By Dylan Matthews
At a certain level, I really want to agree with Bruce Ackerman's argument here. His main proposal - requiring Senate confirmation for senior White House staffers like the Office of Health Reform chairperson or counsel to the president - seems like a nice, principled reform that makes a lot of sense in theory. After all, Larry Summers has at least as much influence on Obama's economic policy as Tim Geithner - why should only one have to face Senate scrutiny?
But Ackerman gives the Senate far too much credit. Take the Geithner/Summers example. Now, you can criticize Geithner for a lot of things, but it would ludicrous to attribute his failures to his tax delinquency while at the IMF, or to even suggest the two are related. Similarly, while I'd be the first to argue that Summers is too cautious at times, long hearings about his views on women and science or his hijinks with Andrei Shleifer wouldn't have made him any more effective at the NEC. Ackerman also cites the sinking of Tom Daschle's nomination. But that was less a case of noble Senate crusaders sinking a corrupt nominee than of a stupid scandal depriving the federal government of a skilled public servant. Ackerman - while praising him - singles out White House counsel Greg Craig as someone who should have required Senate approval. I absolutely guarantee that hypothetical Craig confirmation hearings would include more mentions of Elián González, John Hinckley, and the Clinton impeachment than of, say, detainee policy. And these are relatively mild cases. Remember when the appointments of Roberta Achtenberg and James Hormel were held for months and years, respectively, because America could not afford for its assistant HUD secretaries or ambassadors to Luxembourg to be openly gay?

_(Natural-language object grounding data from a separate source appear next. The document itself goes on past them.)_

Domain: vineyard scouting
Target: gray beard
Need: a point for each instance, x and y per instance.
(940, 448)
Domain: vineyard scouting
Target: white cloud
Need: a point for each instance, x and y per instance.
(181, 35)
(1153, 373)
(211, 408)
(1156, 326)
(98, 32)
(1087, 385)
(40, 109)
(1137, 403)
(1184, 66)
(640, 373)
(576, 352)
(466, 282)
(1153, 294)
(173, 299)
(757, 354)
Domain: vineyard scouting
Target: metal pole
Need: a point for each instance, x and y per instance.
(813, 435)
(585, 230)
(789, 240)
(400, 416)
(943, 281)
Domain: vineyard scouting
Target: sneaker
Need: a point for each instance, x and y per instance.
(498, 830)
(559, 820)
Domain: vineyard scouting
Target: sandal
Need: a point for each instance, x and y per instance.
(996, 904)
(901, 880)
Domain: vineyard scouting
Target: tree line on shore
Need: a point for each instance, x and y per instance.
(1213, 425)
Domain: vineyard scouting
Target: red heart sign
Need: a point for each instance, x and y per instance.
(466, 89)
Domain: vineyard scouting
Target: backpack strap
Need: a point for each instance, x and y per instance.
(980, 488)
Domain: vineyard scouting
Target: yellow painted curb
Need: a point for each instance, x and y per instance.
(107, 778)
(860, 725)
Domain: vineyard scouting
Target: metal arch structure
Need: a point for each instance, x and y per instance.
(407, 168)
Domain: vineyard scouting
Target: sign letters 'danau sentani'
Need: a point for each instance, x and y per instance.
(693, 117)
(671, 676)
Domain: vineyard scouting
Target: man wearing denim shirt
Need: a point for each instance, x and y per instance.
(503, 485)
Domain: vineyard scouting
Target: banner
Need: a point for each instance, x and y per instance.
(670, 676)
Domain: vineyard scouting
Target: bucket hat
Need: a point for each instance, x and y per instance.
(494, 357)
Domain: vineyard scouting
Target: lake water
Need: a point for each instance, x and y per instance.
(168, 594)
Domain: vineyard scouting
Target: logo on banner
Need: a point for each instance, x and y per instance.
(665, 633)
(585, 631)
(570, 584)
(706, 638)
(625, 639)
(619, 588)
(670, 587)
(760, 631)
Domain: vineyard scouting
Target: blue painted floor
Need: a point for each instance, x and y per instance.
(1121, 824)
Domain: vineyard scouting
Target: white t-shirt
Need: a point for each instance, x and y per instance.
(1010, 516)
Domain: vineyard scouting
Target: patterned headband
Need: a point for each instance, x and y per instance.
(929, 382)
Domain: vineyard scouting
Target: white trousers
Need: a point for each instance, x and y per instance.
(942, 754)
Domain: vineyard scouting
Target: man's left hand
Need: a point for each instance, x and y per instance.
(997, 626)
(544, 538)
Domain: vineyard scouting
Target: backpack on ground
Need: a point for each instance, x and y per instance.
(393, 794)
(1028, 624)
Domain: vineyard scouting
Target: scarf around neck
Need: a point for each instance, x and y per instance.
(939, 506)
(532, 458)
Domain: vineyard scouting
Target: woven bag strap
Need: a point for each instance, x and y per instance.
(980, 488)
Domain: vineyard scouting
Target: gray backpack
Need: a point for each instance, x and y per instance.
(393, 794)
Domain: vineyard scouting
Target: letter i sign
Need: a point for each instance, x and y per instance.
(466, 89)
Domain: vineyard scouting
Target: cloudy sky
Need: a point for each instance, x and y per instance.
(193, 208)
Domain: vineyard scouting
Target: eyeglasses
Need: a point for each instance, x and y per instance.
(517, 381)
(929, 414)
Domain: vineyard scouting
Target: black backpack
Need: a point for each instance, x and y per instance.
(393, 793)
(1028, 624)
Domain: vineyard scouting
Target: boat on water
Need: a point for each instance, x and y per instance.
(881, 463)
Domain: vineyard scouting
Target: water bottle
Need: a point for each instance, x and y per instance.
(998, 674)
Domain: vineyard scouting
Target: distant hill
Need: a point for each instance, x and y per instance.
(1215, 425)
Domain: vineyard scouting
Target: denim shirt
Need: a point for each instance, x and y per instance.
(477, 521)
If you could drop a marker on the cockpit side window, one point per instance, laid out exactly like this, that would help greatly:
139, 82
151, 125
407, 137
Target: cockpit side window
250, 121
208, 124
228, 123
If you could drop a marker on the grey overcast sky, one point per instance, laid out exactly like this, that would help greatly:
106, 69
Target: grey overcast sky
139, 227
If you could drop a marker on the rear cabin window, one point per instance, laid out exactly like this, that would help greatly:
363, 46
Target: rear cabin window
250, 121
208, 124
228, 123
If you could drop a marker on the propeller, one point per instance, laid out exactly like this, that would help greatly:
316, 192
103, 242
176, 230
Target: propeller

Such is "advice and consent" these days. Rather than providing an incentive for integrity and experience in would-be nominees, the Senate confirmation system encourages them to be milquetoast actors without paper trails. Perhaps if the committee chairman and ranking members who run confirmation hearings - or the members of the press who cover them - were less petty in their foci, Ackerman's plan would be tenable, but as it stands it would only worsen the problem.